I used to take care of the candy aisle at several Walgreens (Wags as the boys on Wall Street call them) and I admit a bit of prejudice in their favor (they were okay to work for but my fondness for them stems more from the fact that they carry items one used to get at the five and dime store of my youth- Rit dye, shoe polish, needles and thread, oil of clove for the toothache, sweet oil for the ear ache, ipecac for nausea (eww, don't try it though- it induces almost immediate vomiting), shoe laces, coloring books, single popsicles playing cards, poker chips, corn cob pipes, plastic ash trays, pipe cleaners etc etc). They are the last bastion of brick-and-mortar stores that sell genuine old candy.

For example, those pink and white peppermint/wintergreen thick pastilles that your grandma had in a candy dish in the living room? You can find them at Walgreens. Butterscotch discs? Yep. The classic red and white peppermint discs? Uh,huh. The almost pyramidal (and I don't believe I'M saying this) overly sweet chocolate (?) covered cream drops? Yeah. And they're as cloying as ever. My grandpa loved them. Walgreens still sells Clove gum and sometimes you can find Teaberry or Blackjack there, too.
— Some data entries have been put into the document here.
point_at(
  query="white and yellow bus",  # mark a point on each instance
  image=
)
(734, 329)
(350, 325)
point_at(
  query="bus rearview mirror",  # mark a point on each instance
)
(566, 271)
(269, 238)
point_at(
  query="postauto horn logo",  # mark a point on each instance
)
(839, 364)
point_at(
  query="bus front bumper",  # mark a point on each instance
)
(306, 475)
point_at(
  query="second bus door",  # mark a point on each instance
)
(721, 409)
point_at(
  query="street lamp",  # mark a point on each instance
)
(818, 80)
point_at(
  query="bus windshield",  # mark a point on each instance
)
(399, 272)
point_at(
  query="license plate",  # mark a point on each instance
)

Their gum section is pretty complete.

In another world, I am selling penny candy, coffee and books/newspapers/magazines at a little store in a medium sized town. My store has the very old (turn of the century) candy dots on paper, peas and carrots (candy shaped like peas and little square carrot pieces), chocolate babies, roasted nuts (in a warm delicious smelling display roaster), white nougat jewel candy, iced gumdrop squares, French burnt peanuts (Wags has them), Boston baked beans (Wags again), Neapolitan squares- like the old Brach's displays used to have, chick-o-stix, french vanilla taffy, Ruth Hunt Blue Monday bars, the Australian delicacies of the Violet Crumble, the Banana Milky Way, the Strawberry Milky Way), Cherry Humps, Hay stack candy in chocolate and coconut, sour balls, sugar eggs with the picture inside, bridge mix (Wags again- although it's a bit different now), candy cigarettes, Callard and Bowser toffee and licorice, sherbet fountains, malted milk balls, candy sticks in all flavors and much more.

You want a copy of Der Spiegel? We got it. London Book Review? Yep. French Vogue? Mais, oui. The American Scholar? It's in that corner over there by the imported cigarettes, right where the Princeton Review is, see it? A copy of The Taming of the Shrew? Right by that display of Gerard Manly Hopkins' poetry books, see? Right there. Rod McKuen? Get the fuck out of my store, Bub.